The report – Doing Business with Nature – was produced by the University’s Institute for Sustainability Leadership (CISL) in partnership with a number of corporate leaders including Asda, Mars and Nestlé.
The report argues that by sustainably managing their interactions with the environment, UK businesses can benefit from reduced input costs, decreased supply chain risk, and enhanced brand reputation.
CISL director Polly Courtice said that while many companies have started to implement measures to reduce their impact on natural capital, more needs to be done. She said: “By developing a body of evidence in partnership with a group of companies, we aim to translate the management of natural capital into tangible commercial benefits – highlighting in real terms the financial savings, security of supply, and brand enhancement on offer.”
This report comes on the back of a similar study released in January by the independent Natural Capital Committee, which said England’s natural environment is in decline and its deterioration is harming the economy.
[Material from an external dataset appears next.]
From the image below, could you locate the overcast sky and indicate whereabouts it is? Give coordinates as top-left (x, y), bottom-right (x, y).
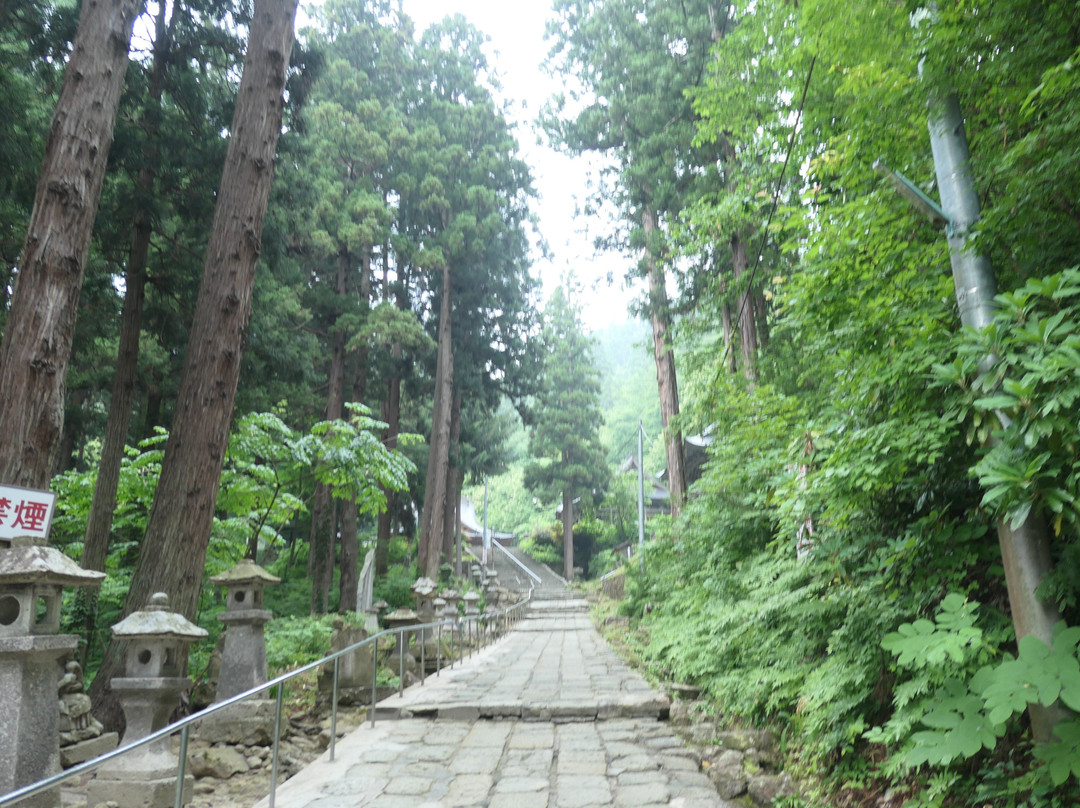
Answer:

Natural capital-friendly actions can be as simple as a water reduction initiative – 85% of UK firms have no such plan – or collecting more empirical data on the links between biodiversity and certain commodities.
“We need to turn it around for the corporate world, and make good practice around biodiversity credible,” said Asda’s director of ethical sourcing Chris Brown. “Business can bring a lot to bear to help fill in data gaps that can then be interpreted into decision making.”
Last year, Asda revealed the financial impact that climate change is already having on its operations in the form of the Climate Adaptation Framework study, developed with PwC. The study found that extreme weather events such as the recent UK floods have a direct impact on 95% of fresh produce stocked in Asda stores, with food sourcing, processing and transportation all facing an growing threat from environmental issues.
Speaking at the report launch, Brown said that failing to address these issues could cost Asda more than £370m. “Only five per cent of our fresh produce supply chain is not at risk from climate change impacts,” he said. “For businesses, the events such as droughts and flooding reduce the resilience of supply chains and risk potential losses from commodity price hikes that follow sudden drops in agricultural production.”